I mean, say the report is wrong...but still, why on earth would they assume a tan Toyota with 4 men should be compared with a burgundy Nissan with a woman and four little kids?!
Well I guess if you’re in an all or nothing world.
I don’t fault them for the car color. They are close enough if you think the car color may have been wrong.
As I said originally I do fault them for not knowing there weren’t 4 adult males in the car. Even with tinted windows at night they should have been able to see there weren’t 4 guys in that car.
‘I mean, say the report is wrong...but still, why on earth would they assume a tan Toyota with 4 men should be compared with a burgundy Nissan with a woman and four little kids?!’

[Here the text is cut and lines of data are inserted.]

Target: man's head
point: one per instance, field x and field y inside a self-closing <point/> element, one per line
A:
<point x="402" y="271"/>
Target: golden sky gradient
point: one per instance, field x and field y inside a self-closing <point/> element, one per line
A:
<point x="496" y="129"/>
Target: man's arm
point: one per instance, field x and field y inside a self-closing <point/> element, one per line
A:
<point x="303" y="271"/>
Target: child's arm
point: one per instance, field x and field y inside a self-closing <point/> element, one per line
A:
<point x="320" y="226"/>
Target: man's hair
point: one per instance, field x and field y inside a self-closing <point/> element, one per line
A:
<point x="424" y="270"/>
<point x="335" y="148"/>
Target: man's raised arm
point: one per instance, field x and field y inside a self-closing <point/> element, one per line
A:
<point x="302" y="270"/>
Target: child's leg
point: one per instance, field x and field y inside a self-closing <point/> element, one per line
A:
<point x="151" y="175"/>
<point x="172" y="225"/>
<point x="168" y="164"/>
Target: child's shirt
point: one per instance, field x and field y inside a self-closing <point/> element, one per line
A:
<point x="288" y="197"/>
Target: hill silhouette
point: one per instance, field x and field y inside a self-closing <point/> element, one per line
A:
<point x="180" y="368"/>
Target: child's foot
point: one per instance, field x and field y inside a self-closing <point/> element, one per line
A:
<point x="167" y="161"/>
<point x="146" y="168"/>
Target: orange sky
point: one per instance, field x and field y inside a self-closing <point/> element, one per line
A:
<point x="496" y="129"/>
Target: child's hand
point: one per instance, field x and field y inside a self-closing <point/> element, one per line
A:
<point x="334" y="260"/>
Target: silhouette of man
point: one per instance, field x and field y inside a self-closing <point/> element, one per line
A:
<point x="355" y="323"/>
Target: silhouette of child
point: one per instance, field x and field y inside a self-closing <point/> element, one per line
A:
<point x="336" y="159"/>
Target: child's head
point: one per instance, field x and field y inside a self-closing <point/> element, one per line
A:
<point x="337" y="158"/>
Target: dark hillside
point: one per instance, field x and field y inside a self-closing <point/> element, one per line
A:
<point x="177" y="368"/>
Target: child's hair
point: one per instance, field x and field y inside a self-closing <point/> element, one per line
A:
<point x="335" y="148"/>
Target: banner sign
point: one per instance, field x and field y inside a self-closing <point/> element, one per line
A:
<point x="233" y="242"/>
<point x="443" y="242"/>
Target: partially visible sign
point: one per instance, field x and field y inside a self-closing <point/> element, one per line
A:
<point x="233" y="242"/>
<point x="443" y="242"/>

Good question. & if asked, not even the police officer would use the idiot defense. I.e.: ‘I pulled a burgundy car over because I thought the witness was so unreliable that when he/she said ‘tan’, he/she really meant ‘burgundy’.
That defense is unworkable b/c the next two questions would be, WHY did you think the witness said ‘tan’ but meant ‘burgundy’, and Did you make any effort to clarify the difference between tan and burgundy?
It’s an unwinnable hole. The only hope is to stop digging.